Nel Lazio la vittoria di Francesco Rocca è netta, anche senza il record della Lombardia. Giorgia Meloni rilancia il momento di grazia e vola con un elettore su tre, la coalizione tutta si conferma litigiosa in tempo di pace e unita come una falange prima delle elezioni. Che è un merito. Ma, anche qui, Rocca ha davanti a sé una montagna e fa bene a dirlo: la sanità, tanto per cambiare, e poi un’intera macchina che va a dieci all’ora. Non basta. Il neo-presidente conosce i risultati poco brillanti, perché ci piacciono gli eufemismi, ottenuti dal centrodestra quando ha governato il Comune di Roma e la Regione Lazio. Di qui un purgatorio lungo e complicato. Una vittoria non è una svolta: la svolta è rivedere programmi, abitudini, legami, consuetudini, prospettive. Non poco.
Il centrosinistra non ha giocato. E forse era anche difficile farlo a pochi mesi dalle Politiche. Le alleanze a geometria variabile, a seconda della Regione, servono al mal di testa, nel senso di aggravarlo. Ma, a vedere i risultati, anche se l’esercizio è accademico, neppure un campo largo con le opposizioni unite avrebbe cambiato la storia di questo voto. La discussione a sinistra su Letizia Moratti, se appoggiarla o meno, che ha affascinato le migliori menti del Paese, si infrange contro un dato di gran lunga inferiore alle aspettative. Ma il punto politico è un altro.
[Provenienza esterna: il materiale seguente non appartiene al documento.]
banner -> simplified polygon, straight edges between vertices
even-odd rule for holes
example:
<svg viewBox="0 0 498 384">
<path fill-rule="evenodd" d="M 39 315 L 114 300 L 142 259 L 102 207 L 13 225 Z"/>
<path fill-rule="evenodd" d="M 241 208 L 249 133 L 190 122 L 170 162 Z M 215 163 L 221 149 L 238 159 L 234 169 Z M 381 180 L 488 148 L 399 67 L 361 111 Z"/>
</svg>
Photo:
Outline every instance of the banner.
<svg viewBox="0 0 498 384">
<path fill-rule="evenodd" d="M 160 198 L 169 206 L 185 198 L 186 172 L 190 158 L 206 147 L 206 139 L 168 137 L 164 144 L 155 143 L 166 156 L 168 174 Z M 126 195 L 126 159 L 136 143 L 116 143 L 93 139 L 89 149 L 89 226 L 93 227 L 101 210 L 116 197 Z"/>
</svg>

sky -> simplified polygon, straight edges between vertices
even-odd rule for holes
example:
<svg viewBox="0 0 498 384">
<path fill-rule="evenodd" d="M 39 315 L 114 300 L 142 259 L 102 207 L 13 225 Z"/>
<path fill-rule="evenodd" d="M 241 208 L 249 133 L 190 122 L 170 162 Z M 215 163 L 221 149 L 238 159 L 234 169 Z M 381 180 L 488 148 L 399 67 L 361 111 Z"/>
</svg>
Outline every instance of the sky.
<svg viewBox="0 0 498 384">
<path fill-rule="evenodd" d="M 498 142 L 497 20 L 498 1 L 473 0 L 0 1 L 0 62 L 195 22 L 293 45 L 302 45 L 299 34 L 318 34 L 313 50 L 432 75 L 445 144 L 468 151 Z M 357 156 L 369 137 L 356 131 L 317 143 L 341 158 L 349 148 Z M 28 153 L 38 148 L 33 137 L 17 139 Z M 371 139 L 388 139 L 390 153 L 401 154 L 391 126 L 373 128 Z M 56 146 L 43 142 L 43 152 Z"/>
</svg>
Il tentativo dei Cinque Stelle e del Terzo Polo, cioè togliere consensi e futuro al Pd, prendendosi i voti movimentisti e quelli moderati, non è andato da nessuna parte. I democratici sono vivi e aspettano il proprio leader, che un giorno arriverà, mentre gli alleati-rivali devono rifare i conti. Con la politica del gambero e con sé stessi.
Sembra paradossale, detto così: ma il nuovo segretario del Pd non dovrà avere fretta. Le alleanze saranno il passaggio finale e non iniziale. Prima bisogna scendere dall’alta velocità e prendere i treni dei pendolari. I democratici, adesso, governano le grandi città da Torino a Napoli passando per Milano, Bologna, Firenze, Roma. La linea del Frecciarossa. Come una metafora. L’Italia che corre (e costa cara) e non quella della provincia e di 15 Regioni che vanno dal Piemonte alla Sicilia. Ci sono giorni in cui a Milano si arriva prima da Bologna che dall’hinterland.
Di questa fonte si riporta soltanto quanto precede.